In our report on Social Learning Analytics, we discuss social content indexing technologies, including image analysis. In this blog post, Suzanne Little provides a bit more insight into the rationale for exploring this…

It’s almost a truism that educational content these days is more than just text or spoken word. Exciting and effective learning materials contain diagrams, illustrations, photographs, presentations, audio and video. Courses are delivered via broadcasts, streaming video, online slide sharing, interactive games and collaborative forums. The Open University, in particular, has a very rich archive of multimedia educational resources to offer including videos, photographs, slideshow-based presentations, bundled educational archives and web pages.

Traditionally you would discover this type of material through a curated index built by librarians and educators who would guide you to useful resources depending on your question or learning goal. This might be through formal metadata in a library system or specific links given in a course outline. The information age opened up resources by indexing text (the content) that could then be searched by supplying a keyword or phrase (a la Google) that the learner thinks best describes what they are looking for.

Of course this puts a burden on the learner to have enough understanding of both the topic and the type of available material to craft a good search term. With the ever-increasing volumes of educational resources being made available, it is a challenge to find new material and forge appropriate learning pathways. The SocialLearn project is helping learners by developing tools to support the building and exploration of personal learning networks created with help from a learners peers. But how can we make it easier for learners (and educators developing course material) to find resources that aren’t well described using text – images, audio, video? Particularly where material is reused in other contexts.

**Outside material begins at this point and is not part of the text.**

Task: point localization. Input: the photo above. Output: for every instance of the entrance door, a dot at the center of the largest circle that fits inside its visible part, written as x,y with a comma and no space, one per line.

Visual search (or content-based multimedia indexing) can help when it is difficult to describe your interests in words (“search terms”) or when you want to browse for inspiration without a specific result in mind. Users can then find reuse of material in different contexts with different supporting materials, discover the source of a screenshot or find items that share visual features and may provide new ways of understanding a concept. For example, using slides a visual search can identify a video of the lecture where slides are displayed or using a screenshot from a document the original source video can be identified. The integration of visual search with traditional search methods and social network based learning support provides exciting new ways to develop and explore learning pathways.

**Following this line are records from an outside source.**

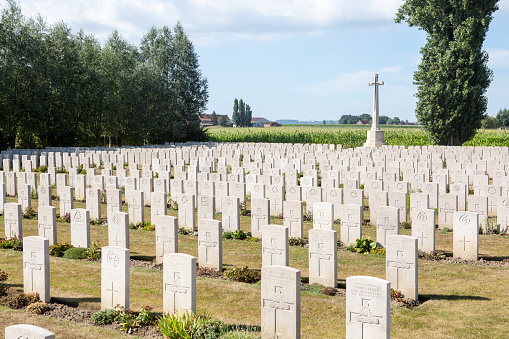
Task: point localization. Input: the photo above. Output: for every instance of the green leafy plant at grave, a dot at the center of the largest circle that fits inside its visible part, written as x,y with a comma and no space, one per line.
38,308
129,319
445,230
95,222
3,288
126,318
228,235
406,225
173,204
21,300
184,231
490,227
104,198
29,213
186,324
65,218
75,253
103,317
12,244
308,216
297,242
396,294
243,274
378,250
93,252
364,245
42,169
242,208
312,288
58,250
145,226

In the Multimedia Information Retrieval Group at the OU’s Knowledge Media Institute, we have been researching multimedia information retrieval and visual search for educational resources and started to integrate this work with the SocialLearn platform. Suzanne Little will be presenting this work at the World Conference on Educational Multimedia (EdMedia) in Lisbon, Portugal next week (June 30th, 2pm) based on the paper “Navigating and Discovering Educational Materials through Visual Similarity Search”.

Image search in SocialLearn (interface mockup)

Image search in SocialLearn (interface mockup)

We’ve laid the plumbing which connects the image indexing and search technology with SocialLearn, and have some proof of concept demos. This interface mockup shows the rendering of this indexing technology with the SocialLearn Backpack, the toolbar that can be activated while browsing the web, to access SocialLearn facilities. Images on the website have been extracted, and the user can select one of them to initiate a search for related images. A social learning dimension kicks in when, for instance, a learner’s social network is used to prioritise indexing, linked data from other OU datasets is used to infer potentially relevant sources, the learner’s own navigation history is mined to remind them of where they have encountered the image before, or discourse analytics are used to present that image from a different perspective to the learner’s.